The last question in 56 aspects of mathematics winter vacation assignment (Beijing Normal University Edition)
The following is a figure composed of three squares with side lengths of 6, 8 and 4 cm respectively to calculate the area of the shadow part

6x6=36 8x8=64 4x4=16

The vertices of the triangle ABC are a (1, - 1,2), B (5, - 6,2), C (1,3, - 1), respectively

The ABC vertices of triangle are a (1, - 1,2), B (5, - 6,2), C (1,3, - 1) AB = √ [(1-5) ^ 2 + (- 1 + 6) ^ 2 + (2-2) ^ 2] = √ 41ac = √ [(1-1) ^ 2 + (- 1-3) ^ 2 + (2 + 1) ^ 2] = 5BC = √ [(5-1) ^ 2 + (- 6-3) ^ 2 + (2 + 1) ^ 2] = √ 106. The angle BAC is obtuse, and D is on the extension line of ca. let BD = X

Given the vertex a (1, - 1,2) B (5, - 6,2) C (1,3, - 1) of triangular ABC, what is the length of high BD on the edge of AC

The ABC vertices are a (1, - 1,1,2), B (5, - 6,2), and C (1,3, - 1) AB = [(1-5) [(1-5) ^ 2 + (-1-1-1-1-1-1-1-1-1-1-1-1-1-1-3-1-3-2 + (1-1-1-1-1-1-1-1-1-1-3-1-1-1-3-3-3-2 - (2-6-6-6-6-3-3-3-3-3-3-3-3-3-3-3-6-6-3-3-2 - (2-6-6-3-3-3-3-3-3-3-3-3-3-3-3-3-3-3-3-3-3-3-3-3-3-3-3-3-3-3-3-3-3-3-3-3-3-2 + 4, BD = 5, that is, the high BD on the AC side is equal to 5

In △ ABC, ∠ ACB is the acute angle. Point D is the moving point on the ray BC, connecting ad, making a square ADEF on the right side of ad with AD as one side
As shown in Fig. 1, in △ ABC, ∠ ACB is the acute angle. Point D is the moving point on the ray BC, connecting ad. with AD as one side, make a square ADEF on the right side of AD
Answer the following questions:
(1) If AB = AC, ∠ BAC = 90 & ordm
① When point D is on line BC (not coincident with point B), as shown in Figure 2, the positional relationship between line CF and BD is, and the quantitative relationship is
② When point D is on the extension line of line BC, as shown in Figure 3, is the conclusion still true? Why?
(2) If ab ≠ AC, ∠ BAC ≠ 90 & ordm;, point d moves on line BC
Try to explore: when △ ABC meets a condition, CF ⊥ BC (except for the coincidence of points c and F)? Draw the corresponding figure and explain the reason
(3) If AC = 4, radical 2, BC = 3, under the condition of (2), let the edge De of square ADEF intersect the segment CF at point P, and find the maximum length of segment CP
The important thing is to ask the third question -- -- -- -- -- -- -- -- -- -- -- -- -- -- -- -- -- -- -- -- -- -- -- -- -- -- -- --????????????????????????

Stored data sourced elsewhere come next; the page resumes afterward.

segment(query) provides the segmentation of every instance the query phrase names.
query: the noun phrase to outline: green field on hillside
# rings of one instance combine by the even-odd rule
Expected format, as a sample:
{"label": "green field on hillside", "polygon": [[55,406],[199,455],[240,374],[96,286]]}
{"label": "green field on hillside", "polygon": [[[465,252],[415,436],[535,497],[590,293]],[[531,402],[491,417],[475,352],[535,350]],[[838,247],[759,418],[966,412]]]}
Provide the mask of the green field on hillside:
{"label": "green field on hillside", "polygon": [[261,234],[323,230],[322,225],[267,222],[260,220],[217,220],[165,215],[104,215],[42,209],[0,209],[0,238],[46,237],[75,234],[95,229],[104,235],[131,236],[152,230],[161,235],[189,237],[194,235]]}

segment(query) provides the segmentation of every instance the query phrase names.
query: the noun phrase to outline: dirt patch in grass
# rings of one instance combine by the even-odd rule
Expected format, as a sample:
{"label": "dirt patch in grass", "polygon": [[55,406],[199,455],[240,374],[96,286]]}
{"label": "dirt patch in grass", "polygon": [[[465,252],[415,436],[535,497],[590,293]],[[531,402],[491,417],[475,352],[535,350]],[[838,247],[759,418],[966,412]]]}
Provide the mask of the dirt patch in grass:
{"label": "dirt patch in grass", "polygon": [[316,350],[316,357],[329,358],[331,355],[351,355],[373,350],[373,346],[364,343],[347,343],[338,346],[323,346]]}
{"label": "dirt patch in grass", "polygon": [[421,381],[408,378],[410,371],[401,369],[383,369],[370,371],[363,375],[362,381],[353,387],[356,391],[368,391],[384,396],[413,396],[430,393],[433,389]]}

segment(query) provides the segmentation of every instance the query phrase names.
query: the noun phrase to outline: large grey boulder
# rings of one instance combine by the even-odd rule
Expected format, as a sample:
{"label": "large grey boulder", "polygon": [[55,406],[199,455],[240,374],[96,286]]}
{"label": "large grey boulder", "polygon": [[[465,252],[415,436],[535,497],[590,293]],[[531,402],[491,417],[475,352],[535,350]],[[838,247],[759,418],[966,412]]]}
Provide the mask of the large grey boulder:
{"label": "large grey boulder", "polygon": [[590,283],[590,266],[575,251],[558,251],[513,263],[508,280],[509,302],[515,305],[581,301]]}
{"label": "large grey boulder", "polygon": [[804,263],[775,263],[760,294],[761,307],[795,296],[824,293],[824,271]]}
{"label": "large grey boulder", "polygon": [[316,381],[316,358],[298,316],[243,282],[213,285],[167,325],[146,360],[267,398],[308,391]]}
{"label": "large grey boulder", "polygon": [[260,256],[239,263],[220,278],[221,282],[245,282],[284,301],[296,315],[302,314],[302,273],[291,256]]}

1) The results show that: (1) the positional relationship between CF and BD is vertical and the quantitative relationship is equal; (2) when point D is on the extension line of BC, the conclusion of (1) still holds. From the square ADEF, we get ad = AF, ∠ DAF = 90 & ordm;; ∫ BAC = 90 & ordm;, ∫ DAF = ∠ BAC, ∩ DAB = ∠ fac, ab = AC, ≌ DAB ≌ fac, ≌ CF = B

In the triangle ABC, the angle ACB is the acute angle, the point D is the point on the ray BC, connecting ad, and making a square ADEF on the right side of ad with AD as one side
If ab ≠ AC, ∠ BAC ≠ 90 ° point d moves on BC, when △ ABC satisfies a certain condition, CF ⊥ BC (except that C and f coincide)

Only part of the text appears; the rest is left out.